The most important thing to understand is that content marketing isn’t limited to press releases or articles, far from it. Everything you put out as a company that surrounds your product is content. Videos, photos, tweets, articles, tag-lines, emails - all of this matters and should be part of a developed strategy. Simply making adverts and putting out press releases is a dated take on content, and when the benefits of an effective strategy are considered, the initial planning process is a small price to pay. Rather than a ’10-point plan to revolutionizing the world of content,’ we’ve put together the core fundamentals for your company to consider when setting out a strategy.

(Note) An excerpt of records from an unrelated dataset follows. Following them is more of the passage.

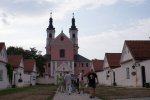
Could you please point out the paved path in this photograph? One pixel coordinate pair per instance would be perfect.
(73, 96)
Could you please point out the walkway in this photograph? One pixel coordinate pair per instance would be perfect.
(73, 96)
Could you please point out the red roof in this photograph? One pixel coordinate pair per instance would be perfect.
(113, 59)
(139, 49)
(14, 60)
(98, 65)
(29, 65)
(2, 44)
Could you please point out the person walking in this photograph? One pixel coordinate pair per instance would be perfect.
(61, 83)
(68, 79)
(92, 80)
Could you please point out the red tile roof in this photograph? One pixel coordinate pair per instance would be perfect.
(14, 60)
(113, 59)
(29, 65)
(139, 49)
(2, 44)
(98, 65)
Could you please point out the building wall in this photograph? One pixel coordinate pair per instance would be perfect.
(57, 45)
(126, 55)
(4, 83)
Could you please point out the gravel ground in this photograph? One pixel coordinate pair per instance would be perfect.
(73, 96)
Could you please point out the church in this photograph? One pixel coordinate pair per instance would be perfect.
(62, 52)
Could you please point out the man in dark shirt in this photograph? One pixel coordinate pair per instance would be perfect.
(92, 80)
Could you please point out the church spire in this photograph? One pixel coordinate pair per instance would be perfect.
(73, 26)
(50, 27)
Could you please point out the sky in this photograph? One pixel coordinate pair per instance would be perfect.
(103, 25)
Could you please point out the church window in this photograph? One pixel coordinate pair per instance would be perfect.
(128, 73)
(1, 75)
(73, 36)
(62, 53)
(50, 35)
(62, 38)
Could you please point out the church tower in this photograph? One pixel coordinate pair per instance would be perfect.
(74, 35)
(50, 35)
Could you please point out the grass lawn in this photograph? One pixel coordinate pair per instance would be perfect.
(43, 92)
(109, 93)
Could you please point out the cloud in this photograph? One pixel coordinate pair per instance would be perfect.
(135, 1)
(112, 40)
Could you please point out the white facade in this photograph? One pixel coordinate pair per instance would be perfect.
(4, 81)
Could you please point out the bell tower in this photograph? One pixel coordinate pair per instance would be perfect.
(74, 35)
(50, 35)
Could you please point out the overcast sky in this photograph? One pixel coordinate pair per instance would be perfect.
(103, 24)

Although not limited to 2016, something companies are increasingly anxious to get across in their content is both humility and humanity. With consumer opinion of corporations not exactly at an all time high, finding a playful or self-aware tone in one’s content can help build a relationship with customers. It reminds customers that there are actual people behind a brand, rather than a cold corporate entity. What it essentially comes down to is knowing your audience - can you make jokes? Would it devalue your product to do so? A lawyer wouldn’t, for example, but a soft drinks maker would. Find a tone, hone it, and employ the right people to produce content that uses it; there’s nothing more off-putting than a forced style.

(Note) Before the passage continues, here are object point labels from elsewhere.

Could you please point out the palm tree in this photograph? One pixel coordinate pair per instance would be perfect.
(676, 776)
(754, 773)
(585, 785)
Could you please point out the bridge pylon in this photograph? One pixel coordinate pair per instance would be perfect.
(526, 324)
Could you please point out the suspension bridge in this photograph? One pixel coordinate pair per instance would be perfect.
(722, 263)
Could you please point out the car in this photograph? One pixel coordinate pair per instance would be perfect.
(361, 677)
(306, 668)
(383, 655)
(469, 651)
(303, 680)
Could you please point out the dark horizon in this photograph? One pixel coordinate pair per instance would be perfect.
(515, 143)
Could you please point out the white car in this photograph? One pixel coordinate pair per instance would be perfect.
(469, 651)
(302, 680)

Whatever tone you choose to employ, make sure it's consistent across all of your output. From articles and press releases to frequently asked questions pages and customer service tweets, make sure your content strategy is known company-wide - consumers expect a consistent identity, and a mishmash of tones is confusing. Lifestyle magazine UrbanDaddy is a good example of a particularly strong content strategy that’s felt from its tweets to its marketing emails. The company knows its audience, and knows the level of humor and candor it can get away with, exploiting them well thanks to a team of good copywriters. In a world of oversaturated inboxes and ad blockers, sharp wit can be one of the best ways to engage consumers - if you can, use it.
The Onion’s take on content is particularly interesting. The satirical news outlet allows sponsored posts on their site but insists on both the posts being written by its own editorial staff and fitting its house style. The result is consistent, quality content that just happens to be sponsored by a brand - both the brand and the Onion benefit. Its commitment to quality sponsored content makes sense, following its incredibly sarcastic and quite brilliant lash out at sponsored content as a marketing strategy in a piece entitled ‘Sponsored Content Pretty F***ing Awesome’ - read it, it’s hilarious. Brands can learn from this; the Onion’s sponsored content is content done right, and its ardent commitment to consistency of tone is admirable. ‘Don’t make a commercial’ is the advice from its CCO Rick Hamann, rather create content that promotes your brand through its connection with a well-honed tone. If content is king, the least we could do as creators is avoid it being dull.